Where are the erstwhile residents, you ask? Who knows. Probably in some old-age home living their last days in peace or some other ignored neighborhood that hasn’t yet been gentrified. You never know they just might have to move once again when it is the turn of that neighborhood to be gentrified. The gentrified neighborhood sports a new look but where are the people that made it a neighborhood in the first place? Should we care about the place or the people?

Technorati Tags: , , , , ,

Gated Communities Ain’t Safer

The Orlando Sentinel [link not available] finally reported on what most of us already know – gated communities are not any safer than non-gated communities [via Governing.com]. Although vandalism and smash-n-grab incidences were relatively lower in gated communities, home burglaries and car theft incidences were about the same. This definitely underlines the oft-cited sense of security value concept that real estate developers hobnob about. People are willing to shell out extra for that sense of protection that they are safe in their little haven even though they really aren’t.

I had always lived in gated communities in Atlanta until I moved to College Station. My personal experiences tell me that the gates were only a psychological barrier in the minds of the residents and not the potential criminal. The first community I lived in, visitors could mention any random apartment number that we were supposedly visiting and the guard would let you in. The second one was controlled by access codes that any Tom, Dick, and Harry seemed to know.

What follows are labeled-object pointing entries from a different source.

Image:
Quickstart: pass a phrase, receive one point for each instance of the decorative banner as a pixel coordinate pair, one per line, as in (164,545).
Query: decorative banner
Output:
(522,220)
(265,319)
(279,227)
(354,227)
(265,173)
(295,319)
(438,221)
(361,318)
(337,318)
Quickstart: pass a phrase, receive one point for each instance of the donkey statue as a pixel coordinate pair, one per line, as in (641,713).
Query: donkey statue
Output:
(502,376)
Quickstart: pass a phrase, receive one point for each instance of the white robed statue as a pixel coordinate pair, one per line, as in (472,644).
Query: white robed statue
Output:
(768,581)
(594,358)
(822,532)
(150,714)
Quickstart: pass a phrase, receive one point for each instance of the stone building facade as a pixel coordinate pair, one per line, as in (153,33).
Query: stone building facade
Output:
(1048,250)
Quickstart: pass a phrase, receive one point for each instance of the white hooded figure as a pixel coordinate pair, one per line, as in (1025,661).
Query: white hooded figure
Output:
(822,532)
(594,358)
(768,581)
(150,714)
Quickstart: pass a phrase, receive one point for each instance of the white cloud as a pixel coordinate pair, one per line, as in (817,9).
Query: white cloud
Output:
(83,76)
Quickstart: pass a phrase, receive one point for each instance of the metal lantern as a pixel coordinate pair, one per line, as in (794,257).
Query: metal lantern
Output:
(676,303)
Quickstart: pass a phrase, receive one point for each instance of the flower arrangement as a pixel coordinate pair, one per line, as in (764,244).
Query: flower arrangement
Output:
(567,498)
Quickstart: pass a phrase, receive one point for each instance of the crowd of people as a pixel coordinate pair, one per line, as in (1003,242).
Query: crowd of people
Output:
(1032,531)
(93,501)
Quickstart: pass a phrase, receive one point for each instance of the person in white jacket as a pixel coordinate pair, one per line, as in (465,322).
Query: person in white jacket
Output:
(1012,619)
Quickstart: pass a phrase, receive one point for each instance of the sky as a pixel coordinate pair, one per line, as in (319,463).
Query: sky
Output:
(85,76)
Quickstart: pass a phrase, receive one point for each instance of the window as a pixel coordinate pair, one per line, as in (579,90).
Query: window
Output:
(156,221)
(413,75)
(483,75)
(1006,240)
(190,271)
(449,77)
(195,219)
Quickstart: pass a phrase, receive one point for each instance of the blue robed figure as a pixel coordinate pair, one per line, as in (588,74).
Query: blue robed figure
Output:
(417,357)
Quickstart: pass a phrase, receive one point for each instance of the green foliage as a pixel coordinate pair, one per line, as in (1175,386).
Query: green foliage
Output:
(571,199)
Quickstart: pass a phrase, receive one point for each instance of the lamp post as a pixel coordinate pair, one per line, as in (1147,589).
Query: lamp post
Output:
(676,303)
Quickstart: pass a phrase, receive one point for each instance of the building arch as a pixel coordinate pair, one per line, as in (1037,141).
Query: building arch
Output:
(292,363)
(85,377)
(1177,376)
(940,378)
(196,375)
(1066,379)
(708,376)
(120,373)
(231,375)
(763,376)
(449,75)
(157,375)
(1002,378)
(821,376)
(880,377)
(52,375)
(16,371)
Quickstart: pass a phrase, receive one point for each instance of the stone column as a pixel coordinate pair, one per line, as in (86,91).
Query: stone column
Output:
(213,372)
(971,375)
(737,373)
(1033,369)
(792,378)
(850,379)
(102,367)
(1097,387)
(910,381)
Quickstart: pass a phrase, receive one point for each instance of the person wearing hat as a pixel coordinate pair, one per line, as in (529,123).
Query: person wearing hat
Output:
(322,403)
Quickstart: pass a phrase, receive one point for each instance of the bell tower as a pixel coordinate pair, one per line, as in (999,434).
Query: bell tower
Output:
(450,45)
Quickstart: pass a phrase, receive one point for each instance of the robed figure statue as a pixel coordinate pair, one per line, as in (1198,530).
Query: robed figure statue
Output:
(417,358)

Pizza delivery guys, Fedex/UPS delivery employees, local Chinese takeout guys, etc knew the code and the codes were never changed; at least the two and half years that I lived there. Anyone could easily tailgate if they were quick enough and if you could not, residents would offer their card just because you were blocking their way. If anyone happened to ram into the gate while it was in motion, it would instantly stop function and just because gate repairs are extremely expensive, they never got repaired until it was move-in season.

Gated communities thus offer only a sense of security that doesn’t seemingly exist although, the location of your community matters. It will not help installing gates on your community if your neighborhood is in a high-crime locality. What do gates do? They slow down cars and make it slightly safer for children. Honestly, I can’t think of anything else.